Updated: Jul 12, 2020
A/B testing is a very interesting concept that finally I got the chance to write few lines about it. A/B testing (a.k.a split testing) is a process of identifying which experiment is better than the other one (A vs B). Predominately, it has been used in web/user interaction studies, showing two variants of the same web page to different visitors at the same time. Then comparing the results using statistical models.
Let's say, there is two variants of a web page with slightly different layouts, and the business want to understand which version is better (e.g. more appealing / attractive for the customers).
Using A/B testing concept, both variants go live, and web traffic will be redirected randomly (50 / 50) to A or B. Then, one metric, let say conversion rate, is measured for actions taken / clicks on the website.

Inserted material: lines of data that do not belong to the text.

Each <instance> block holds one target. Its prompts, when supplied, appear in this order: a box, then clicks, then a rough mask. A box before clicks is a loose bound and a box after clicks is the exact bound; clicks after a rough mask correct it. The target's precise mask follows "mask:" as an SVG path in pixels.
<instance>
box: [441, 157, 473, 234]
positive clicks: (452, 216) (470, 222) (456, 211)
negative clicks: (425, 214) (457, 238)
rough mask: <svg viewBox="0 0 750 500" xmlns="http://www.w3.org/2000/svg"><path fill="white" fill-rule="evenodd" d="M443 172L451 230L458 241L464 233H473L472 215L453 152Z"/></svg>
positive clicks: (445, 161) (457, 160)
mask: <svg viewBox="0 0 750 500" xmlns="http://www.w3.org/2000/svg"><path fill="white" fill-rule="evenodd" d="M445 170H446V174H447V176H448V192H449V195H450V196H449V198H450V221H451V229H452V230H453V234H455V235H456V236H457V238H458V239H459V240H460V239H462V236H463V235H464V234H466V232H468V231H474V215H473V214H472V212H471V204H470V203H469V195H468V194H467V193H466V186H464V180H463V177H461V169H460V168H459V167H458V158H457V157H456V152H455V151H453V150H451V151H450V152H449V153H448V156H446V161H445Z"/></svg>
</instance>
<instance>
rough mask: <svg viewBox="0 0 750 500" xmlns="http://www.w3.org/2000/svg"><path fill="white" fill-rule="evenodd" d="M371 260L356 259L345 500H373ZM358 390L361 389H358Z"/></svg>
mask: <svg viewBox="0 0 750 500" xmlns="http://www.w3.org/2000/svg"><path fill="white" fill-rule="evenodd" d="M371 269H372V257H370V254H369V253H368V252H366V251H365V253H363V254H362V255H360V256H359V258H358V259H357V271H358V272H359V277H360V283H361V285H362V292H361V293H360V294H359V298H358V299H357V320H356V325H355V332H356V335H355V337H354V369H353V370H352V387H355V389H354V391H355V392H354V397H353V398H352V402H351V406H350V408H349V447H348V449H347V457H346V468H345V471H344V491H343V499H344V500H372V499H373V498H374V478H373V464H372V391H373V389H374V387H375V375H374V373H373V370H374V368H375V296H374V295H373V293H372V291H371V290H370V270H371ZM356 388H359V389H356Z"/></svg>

Naively we can compare average conversion rates recorded for a specific period. The flaws in this approach lays on the fact that mathematical average could sometimes misleading and is not fully representative of the population. For example, if we pick two exactly identical populations A and B, then add one or two outliers to each, the statistical average of A and B are not exactly same number, one would be smaller than the other one, but in fact both populations are not very different (not significantly different).
There are many statistical tests that can help understanding the underlying difference between A and B such as Z-test, T-test, Chi-Square test, and based on desired lift (improvement gap) the number of required samples are determined. Each statistical method has its assumptions and minimum population size requirements.

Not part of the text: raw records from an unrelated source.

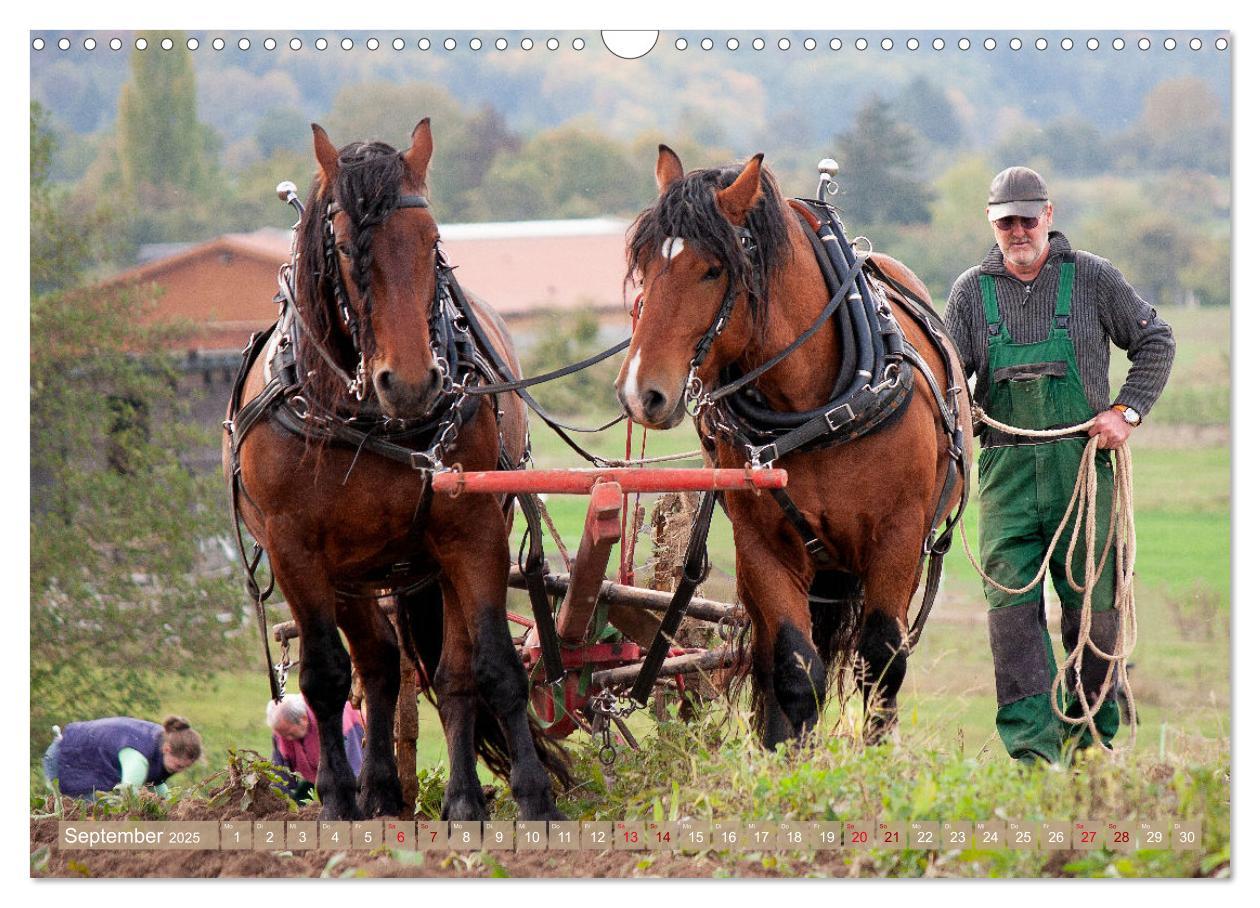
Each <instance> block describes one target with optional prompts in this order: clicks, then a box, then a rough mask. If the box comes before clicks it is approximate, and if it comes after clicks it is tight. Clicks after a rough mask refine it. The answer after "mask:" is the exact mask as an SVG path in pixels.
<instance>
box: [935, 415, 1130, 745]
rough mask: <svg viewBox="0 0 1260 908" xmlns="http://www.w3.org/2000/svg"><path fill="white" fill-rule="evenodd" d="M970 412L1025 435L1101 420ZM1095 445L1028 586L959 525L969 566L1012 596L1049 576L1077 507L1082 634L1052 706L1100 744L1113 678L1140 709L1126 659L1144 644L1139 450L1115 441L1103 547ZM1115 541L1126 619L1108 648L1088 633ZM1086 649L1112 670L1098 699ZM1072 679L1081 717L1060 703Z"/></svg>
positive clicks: (1073, 651) (1067, 577)
mask: <svg viewBox="0 0 1260 908" xmlns="http://www.w3.org/2000/svg"><path fill="white" fill-rule="evenodd" d="M971 416H973V418H974V419H976V421H979V422H983V423H984V424H987V426H989V427H992V428H995V429H998V431H999V432H1005V433H1008V434H1017V436H1023V437H1026V438H1058V437H1062V436H1067V434H1075V433H1077V432H1084V431H1087V429H1089V428H1090V427H1092V426H1094V422H1095V419H1089V421H1086V422H1082V423H1080V424H1079V426H1068V427H1067V428H1058V429H1042V431H1038V429H1026V428H1019V427H1016V426H1007V424H1005V423H1002V422H998V421H997V419H994V418H993V417H990V416H989V414H988V413H985V412H984V411H983V409H980V408H979V407H978V406H973V408H971ZM1097 451H1099V437H1097V436H1091V437H1090V440H1089V442H1087V443H1086V445H1085V455H1084V456H1082V457H1081V466H1080V468H1079V470H1077V471H1076V484H1075V485H1074V487H1072V496H1071V499H1070V500H1068V502H1067V510H1066V511H1065V513H1063V519H1062V520H1061V521H1060V523H1058V529H1056V530H1055V535H1053V538H1052V539H1051V540H1050V545H1048V548H1047V549H1046V558H1045V559H1043V560H1042V563H1041V569H1039V570H1037V576H1036V577H1033V578H1032V581H1031V582H1028V583H1027V584H1026V586H1023V587H1019V588H1014V589H1012V588H1011V587H1004V586H1002V584H1000V583H998V582H997V581H994V579H993V578H992V577H989V576H988V574H987V573H984V568H982V567H980V564H979V562H976V559H975V555H974V554H973V553H971V544H970V542H969V540H968V538H966V525H965V523H964V524H961V526H960V528H961V530H963V548H964V549H966V557H968V558H969V559H970V562H971V567H974V568H975V569H976V572H978V573H979V574H980V577H983V578H984V582H985V583H988V584H989V586H992V587H994V588H995V589H1000V591H1002V592H1004V593H1008V594H1011V596H1019V594H1022V593H1027V592H1028V591H1029V589H1032V588H1033V587H1036V586H1037V584H1039V583H1041V582H1042V579H1043V578H1045V577H1046V572H1047V569H1048V568H1050V562H1051V558H1052V555H1053V552H1055V549H1056V548H1057V545H1058V540H1060V538H1061V536H1062V535H1063V530H1065V529H1066V528H1067V523H1068V520H1070V519H1071V518H1072V514H1074V513H1075V514H1076V521H1075V524H1074V525H1072V535H1071V538H1070V539H1068V543H1067V557H1066V565H1065V573H1066V576H1067V582H1068V584H1071V587H1072V589H1075V591H1076V592H1079V593H1082V596H1084V601H1082V603H1081V627H1080V631H1079V633H1077V637H1076V646H1075V647H1074V649H1072V651H1071V652H1070V654H1067V659H1066V661H1065V662H1063V665H1062V666H1061V667H1060V669H1058V672H1057V674H1056V675H1055V683H1053V685H1052V686H1051V707H1052V708H1053V710H1055V715H1056V717H1058V719H1060V720H1062V722H1065V723H1067V724H1070V725H1087V727H1089V730H1090V734H1092V737H1094V741H1095V742H1097V743H1099V744H1102V735H1101V734H1099V729H1097V725H1096V724H1095V720H1094V717H1095V715H1096V714H1097V712H1099V709H1101V708H1102V704H1104V703H1105V701H1106V694H1108V691H1109V689H1110V686H1111V684H1113V683H1114V684H1115V685H1116V686H1118V688H1119V689H1120V690H1121V691H1123V693H1124V698H1125V703H1126V705H1128V713H1129V715H1130V717H1135V715H1137V712H1135V707H1134V701H1133V691H1131V690H1130V688H1129V672H1128V661H1129V657H1130V656H1131V655H1133V650H1134V647H1135V646H1137V644H1138V612H1137V604H1135V599H1134V594H1133V577H1134V563H1135V560H1137V555H1138V534H1137V529H1135V525H1134V519H1133V455H1131V453H1130V451H1129V445H1128V442H1125V443H1124V445H1121V446H1120V447H1119V448H1115V455H1116V457H1115V497H1114V500H1113V505H1111V519H1110V521H1109V524H1108V534H1106V542H1104V544H1102V549H1101V553H1100V552H1097V547H1096V539H1097V536H1096V528H1097V465H1096V463H1095V455H1096V453H1097ZM1118 521H1119V523H1118ZM1082 525H1084V529H1085V538H1086V539H1087V540H1089V543H1087V544H1086V547H1085V578H1084V582H1077V579H1076V578H1075V577H1074V576H1072V562H1074V554H1075V550H1076V544H1077V542H1079V540H1080V536H1081V529H1082ZM1113 548H1114V549H1115V564H1116V572H1115V574H1116V576H1115V608H1116V611H1118V612H1119V615H1120V620H1119V626H1118V628H1116V641H1115V651H1113V652H1106V651H1104V650H1101V649H1099V647H1097V645H1096V644H1095V642H1094V641H1092V640H1091V638H1090V625H1091V622H1092V608H1091V603H1092V599H1094V588H1095V586H1097V582H1099V579H1100V578H1101V577H1102V569H1104V567H1105V565H1106V559H1108V554H1109V552H1110V550H1111V549H1113ZM1086 649H1089V650H1090V651H1092V652H1094V655H1095V656H1096V657H1099V659H1101V660H1104V661H1105V662H1106V664H1108V669H1106V675H1105V676H1104V679H1102V685H1101V688H1100V690H1099V696H1097V700H1096V701H1095V703H1090V701H1089V698H1087V696H1086V694H1085V684H1084V681H1082V672H1081V667H1082V664H1084V661H1085V652H1086ZM1070 671H1071V672H1074V675H1075V676H1074V679H1072V684H1070V683H1068V672H1070ZM1070 686H1071V688H1074V689H1072V690H1071V693H1075V694H1076V698H1077V700H1079V701H1080V704H1081V710H1082V715H1080V717H1070V715H1065V714H1063V712H1062V710H1061V709H1060V705H1058V703H1060V696H1061V695H1065V699H1066V694H1067V693H1068V688H1070ZM1129 727H1130V733H1129V744H1130V746H1131V744H1133V743H1135V742H1137V737H1138V723H1137V720H1133V722H1130V725H1129ZM1102 747H1104V749H1105V751H1108V752H1114V748H1110V747H1108V746H1106V744H1102Z"/></svg>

In machine learning (ML) field, there is also another use of A/B testing for improving the performance of our models.
Let's say we have two ML models that have been trained and validated on the same data set. The overall performance of both models is very close and we cannot anticipate which model will perform better in production. Since, the real data might have different distribution/characteristics than training data.
A/B test paradigm can be use here to run both models in parallel but randomly apply A or B on incoming data. The experiment should be running for a fair bit of time to satisfy the underlying statistical test minimum sample size (based on the Lift (sensitivity), and power, and type of the test). Then, the accuracy of both models should be compared statistically to identify the most accurate model.
In this scenario, the null hypothesis is that the performance of both models is not significantly different, unless the p is less than desired significant level.